Hint: There are no secrets to writing a great novel. But there are some things you need to know.
This post is a slightly grumpy response to the myriads of posts/ads I’ve seen lately offering to help you write a bestselling book in nothing flat. They make me wish English had no generic word such as book that can apply equally to any set of bound pages (or bytes of equivalent length), regardless of category, genre, or quality. Fortunately, we do have a specific word for book-length works of fiction: novel.
The shortcuts I’m referring to (at least, the ones presented in good faith, such as Michael Hyatt’s current offering)* might work fine for writing a nonfiction book, especially if it’s something connected with your business or area of expertise. But when it comes to writing a novel . . .
- There are no shortcuts.
- It’s hard. (Yes, it can be fun, but that doesn’t make it less hard.)
- It isn’t something everyone can do. You DO need education, training, talent, and lots and lots of practice. (According to Ray Bradbury, about a million words’ worth of practice.)
- It’s part of a tradition. If you haven’t been reading great novelists voraciously since childhood, you should probably drop everything and do that for the next twenty years. Then you might be ready to start writing.

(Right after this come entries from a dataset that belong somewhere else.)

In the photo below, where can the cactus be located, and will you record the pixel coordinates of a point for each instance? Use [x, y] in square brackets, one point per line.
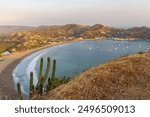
[49, 84]
[52, 82]
[19, 91]
[41, 87]
[54, 70]
[31, 84]
[40, 70]
[47, 70]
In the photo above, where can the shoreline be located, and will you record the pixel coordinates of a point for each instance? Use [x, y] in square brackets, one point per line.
[9, 62]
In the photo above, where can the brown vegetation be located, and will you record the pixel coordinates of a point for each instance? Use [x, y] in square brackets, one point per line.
[125, 78]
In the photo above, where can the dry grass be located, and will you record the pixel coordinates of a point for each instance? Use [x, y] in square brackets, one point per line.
[125, 78]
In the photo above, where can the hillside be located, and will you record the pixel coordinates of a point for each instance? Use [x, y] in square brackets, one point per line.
[124, 78]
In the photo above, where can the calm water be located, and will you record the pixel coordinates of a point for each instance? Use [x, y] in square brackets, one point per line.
[74, 58]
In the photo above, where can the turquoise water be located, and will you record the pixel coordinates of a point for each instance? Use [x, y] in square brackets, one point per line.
[75, 58]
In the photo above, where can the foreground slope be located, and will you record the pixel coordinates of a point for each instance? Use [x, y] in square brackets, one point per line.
[124, 78]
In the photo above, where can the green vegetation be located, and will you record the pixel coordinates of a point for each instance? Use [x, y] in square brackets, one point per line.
[45, 83]
[19, 91]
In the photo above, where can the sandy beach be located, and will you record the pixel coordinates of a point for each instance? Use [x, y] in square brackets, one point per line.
[8, 63]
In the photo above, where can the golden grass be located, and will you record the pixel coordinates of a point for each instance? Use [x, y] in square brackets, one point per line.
[125, 78]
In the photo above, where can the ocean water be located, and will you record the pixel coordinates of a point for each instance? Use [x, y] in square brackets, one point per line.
[74, 58]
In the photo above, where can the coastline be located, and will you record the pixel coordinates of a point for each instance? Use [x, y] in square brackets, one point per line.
[7, 65]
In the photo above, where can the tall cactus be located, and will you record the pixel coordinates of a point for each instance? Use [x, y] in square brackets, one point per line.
[40, 70]
[19, 91]
[31, 84]
[47, 70]
[54, 70]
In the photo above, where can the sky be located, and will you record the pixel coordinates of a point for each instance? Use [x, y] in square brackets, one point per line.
[116, 13]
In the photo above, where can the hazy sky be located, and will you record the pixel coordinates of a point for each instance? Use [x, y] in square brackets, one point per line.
[118, 13]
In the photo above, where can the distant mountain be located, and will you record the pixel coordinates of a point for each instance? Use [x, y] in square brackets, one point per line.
[140, 32]
[24, 37]
[12, 29]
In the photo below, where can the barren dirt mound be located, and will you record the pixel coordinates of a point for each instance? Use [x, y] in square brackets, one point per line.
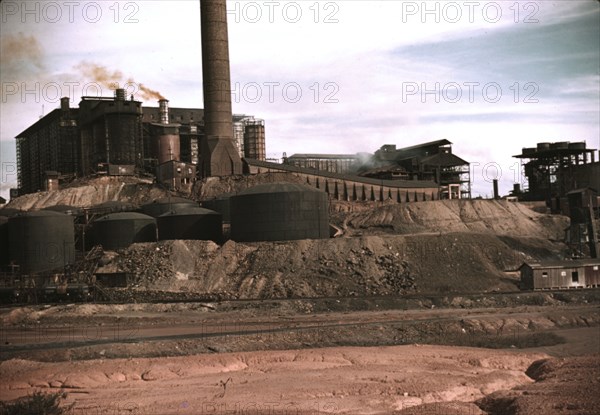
[479, 216]
[90, 192]
[370, 265]
[347, 380]
[563, 386]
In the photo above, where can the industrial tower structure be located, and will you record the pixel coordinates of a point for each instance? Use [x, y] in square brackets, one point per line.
[219, 156]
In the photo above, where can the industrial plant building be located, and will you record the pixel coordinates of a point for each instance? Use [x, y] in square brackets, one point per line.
[581, 273]
[431, 162]
[117, 136]
[554, 169]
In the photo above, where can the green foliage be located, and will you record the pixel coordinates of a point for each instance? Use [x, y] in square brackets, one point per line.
[37, 403]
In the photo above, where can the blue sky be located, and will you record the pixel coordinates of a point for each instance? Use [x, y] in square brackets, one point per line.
[334, 77]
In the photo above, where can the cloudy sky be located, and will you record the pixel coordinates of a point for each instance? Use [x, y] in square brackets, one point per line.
[327, 76]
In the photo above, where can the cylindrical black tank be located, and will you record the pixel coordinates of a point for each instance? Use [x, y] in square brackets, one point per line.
[166, 204]
[8, 212]
[191, 223]
[112, 206]
[119, 230]
[66, 209]
[4, 257]
[278, 212]
[41, 240]
[220, 205]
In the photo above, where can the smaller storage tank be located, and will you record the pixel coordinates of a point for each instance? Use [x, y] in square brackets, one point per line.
[166, 204]
[4, 257]
[529, 150]
[254, 140]
[219, 205]
[560, 145]
[41, 240]
[66, 209]
[112, 207]
[119, 230]
[191, 223]
[279, 212]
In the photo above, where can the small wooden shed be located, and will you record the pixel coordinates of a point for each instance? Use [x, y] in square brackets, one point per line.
[548, 275]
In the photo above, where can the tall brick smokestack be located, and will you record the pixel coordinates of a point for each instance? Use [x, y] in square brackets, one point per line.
[218, 154]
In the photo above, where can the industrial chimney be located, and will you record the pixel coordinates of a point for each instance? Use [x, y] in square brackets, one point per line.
[163, 110]
[119, 94]
[219, 156]
[167, 140]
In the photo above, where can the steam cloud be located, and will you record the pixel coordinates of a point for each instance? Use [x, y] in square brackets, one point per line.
[110, 79]
[21, 54]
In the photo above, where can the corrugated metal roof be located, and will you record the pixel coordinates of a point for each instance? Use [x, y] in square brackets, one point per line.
[561, 264]
[398, 184]
[278, 187]
[443, 160]
[323, 156]
[428, 144]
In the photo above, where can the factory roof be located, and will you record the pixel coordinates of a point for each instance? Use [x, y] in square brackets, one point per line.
[412, 184]
[443, 160]
[278, 187]
[561, 264]
[323, 156]
[428, 144]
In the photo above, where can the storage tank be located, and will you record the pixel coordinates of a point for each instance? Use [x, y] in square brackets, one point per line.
[278, 212]
[527, 151]
[8, 212]
[119, 230]
[560, 145]
[220, 205]
[191, 223]
[4, 257]
[112, 206]
[41, 240]
[66, 209]
[166, 204]
[254, 140]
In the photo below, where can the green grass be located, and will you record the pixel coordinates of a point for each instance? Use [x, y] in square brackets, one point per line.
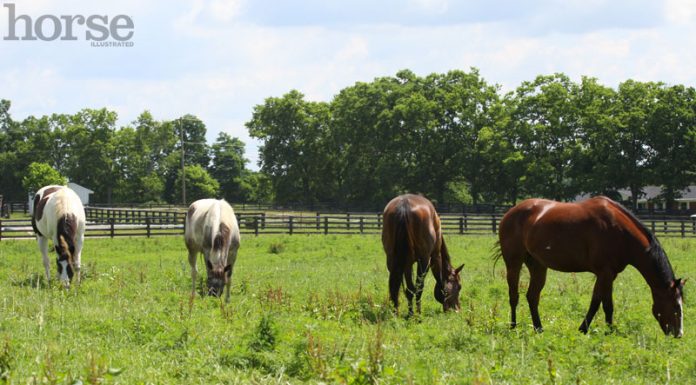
[309, 309]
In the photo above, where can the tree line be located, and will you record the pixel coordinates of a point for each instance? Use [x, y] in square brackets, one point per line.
[457, 138]
[454, 137]
[138, 163]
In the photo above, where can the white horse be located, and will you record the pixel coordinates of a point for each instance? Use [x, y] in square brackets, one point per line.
[59, 215]
[211, 228]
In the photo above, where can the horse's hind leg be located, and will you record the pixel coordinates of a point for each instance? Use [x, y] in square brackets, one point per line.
[395, 277]
[513, 267]
[537, 280]
[420, 282]
[192, 261]
[602, 293]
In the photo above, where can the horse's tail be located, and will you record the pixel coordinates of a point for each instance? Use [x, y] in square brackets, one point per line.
[66, 232]
[403, 247]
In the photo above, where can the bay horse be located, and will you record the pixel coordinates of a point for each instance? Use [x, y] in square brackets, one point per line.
[211, 229]
[597, 235]
[411, 234]
[58, 215]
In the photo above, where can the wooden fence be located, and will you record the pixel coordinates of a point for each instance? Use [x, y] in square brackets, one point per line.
[111, 222]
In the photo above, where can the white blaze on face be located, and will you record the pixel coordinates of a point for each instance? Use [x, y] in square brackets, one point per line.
[64, 272]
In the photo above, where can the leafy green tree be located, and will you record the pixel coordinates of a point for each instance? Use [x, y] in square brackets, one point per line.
[228, 166]
[370, 145]
[199, 184]
[597, 107]
[548, 133]
[293, 154]
[39, 175]
[636, 103]
[91, 152]
[672, 138]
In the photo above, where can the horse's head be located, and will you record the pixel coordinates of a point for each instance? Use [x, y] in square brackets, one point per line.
[217, 278]
[447, 291]
[667, 308]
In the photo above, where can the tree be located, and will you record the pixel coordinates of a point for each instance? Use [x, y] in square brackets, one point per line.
[39, 175]
[199, 184]
[91, 152]
[548, 134]
[672, 137]
[228, 166]
[631, 154]
[293, 154]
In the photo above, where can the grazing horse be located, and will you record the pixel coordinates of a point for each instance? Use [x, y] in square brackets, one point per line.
[211, 228]
[411, 234]
[598, 236]
[59, 215]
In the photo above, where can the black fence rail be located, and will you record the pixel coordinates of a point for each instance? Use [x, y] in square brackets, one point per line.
[147, 223]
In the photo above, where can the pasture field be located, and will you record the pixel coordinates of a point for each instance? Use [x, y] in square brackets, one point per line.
[313, 309]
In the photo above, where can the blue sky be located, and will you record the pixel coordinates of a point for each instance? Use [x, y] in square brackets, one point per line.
[218, 58]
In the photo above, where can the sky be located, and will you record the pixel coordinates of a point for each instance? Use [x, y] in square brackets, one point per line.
[217, 59]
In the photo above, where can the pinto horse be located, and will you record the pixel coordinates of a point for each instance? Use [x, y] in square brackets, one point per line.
[411, 234]
[211, 228]
[59, 215]
[597, 235]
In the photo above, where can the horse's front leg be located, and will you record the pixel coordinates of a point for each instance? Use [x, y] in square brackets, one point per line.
[395, 277]
[420, 282]
[410, 289]
[602, 293]
[537, 280]
[77, 258]
[43, 247]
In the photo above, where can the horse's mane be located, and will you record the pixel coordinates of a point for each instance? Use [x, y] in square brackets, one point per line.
[655, 250]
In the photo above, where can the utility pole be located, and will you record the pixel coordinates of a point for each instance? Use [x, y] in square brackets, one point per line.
[183, 167]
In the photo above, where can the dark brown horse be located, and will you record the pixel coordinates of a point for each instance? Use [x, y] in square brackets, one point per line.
[597, 235]
[411, 234]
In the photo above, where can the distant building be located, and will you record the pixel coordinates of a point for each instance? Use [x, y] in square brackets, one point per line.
[650, 199]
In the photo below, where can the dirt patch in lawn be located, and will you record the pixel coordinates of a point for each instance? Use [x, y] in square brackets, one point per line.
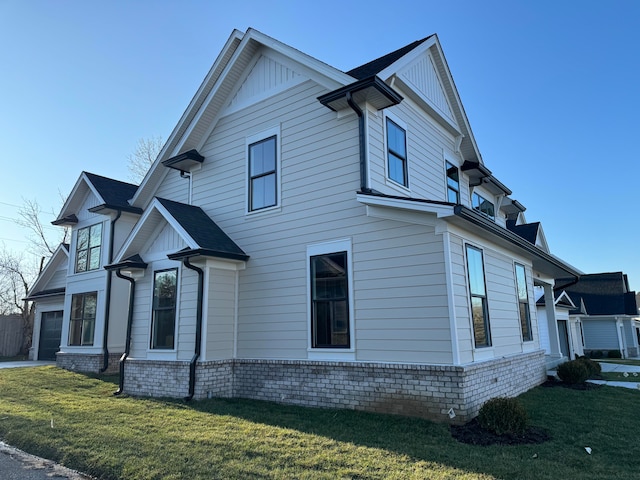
[473, 434]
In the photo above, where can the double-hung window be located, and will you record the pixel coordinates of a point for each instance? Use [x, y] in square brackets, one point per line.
[263, 175]
[165, 283]
[83, 318]
[330, 301]
[88, 242]
[453, 183]
[478, 297]
[483, 205]
[397, 153]
[523, 303]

- It isn’t quick. Despite the popularity of National Novel Writing Month, it is extremely rare that anyone is able to produce a complete, polished novel in 30 days. A year is closer to the norm.
- It isn’t formulaic. As W. Somerset Maugham said, “There are three rules for writing a novel. Unfortunately, no one knows what they are.”
- It’s a lifelong commitment. A career. A vocation. It isn’t something any sane person would do “just for fun” or to check it off a bucket list. Before you finish one novel, the next one should be percolating in your subconscious.
- It’s individual. You can read all you want about other writers’ processes, habits, and journeys to publication, but ultimately, your process, habits, and journey will be uniquely your own.
- It isn’t a vehicle for a message. It’s art. You need to have something to say, but if you can express that something in a neat little sentence or paragraph, you should be writing nonfiction, not a novel. Art is more about asking questions than answering them.
- It isn’t a solo process. Writing itself is solitary—too solitary for some. But once you finish a draft, you’ll need critiquers and beta readers, and these people should not be your spouse, mother, best friend, or the English teacher who praised your writing in high school—unless those people happen to be publishing professionals or readers of extraordinary perspicacity and frankness. You’ll need cheerleaders and mentors and writing buddies to make it through the process. Ultimately, to publish, you’ll need agents, editors, designers, publicists, marketers, and readers as well.
- It’s all about quality. If you send your novel to dozens of agents and/or editors and it repeatedly gets rejected, the best response is to revise, revise, and revise again—not immediately to default to self-publishing. (Self-publishing is fine once you have objective testimony that your novel is the best it can be. It just shouldn’t be a substitute for doing the work to get it there.)
- It’s doable. If you persevere despite numbers 1–11 and complete a polished novel, you will have achieved something a great many people dream of doing but relatively few actually accomplish. You will have joined the Eternal Worldwide Brother-Sisterhood of Novelists, which is a really great group to belong to—whether your novel ever reaches a bestseller list or not. Congratulations and welcome to the club!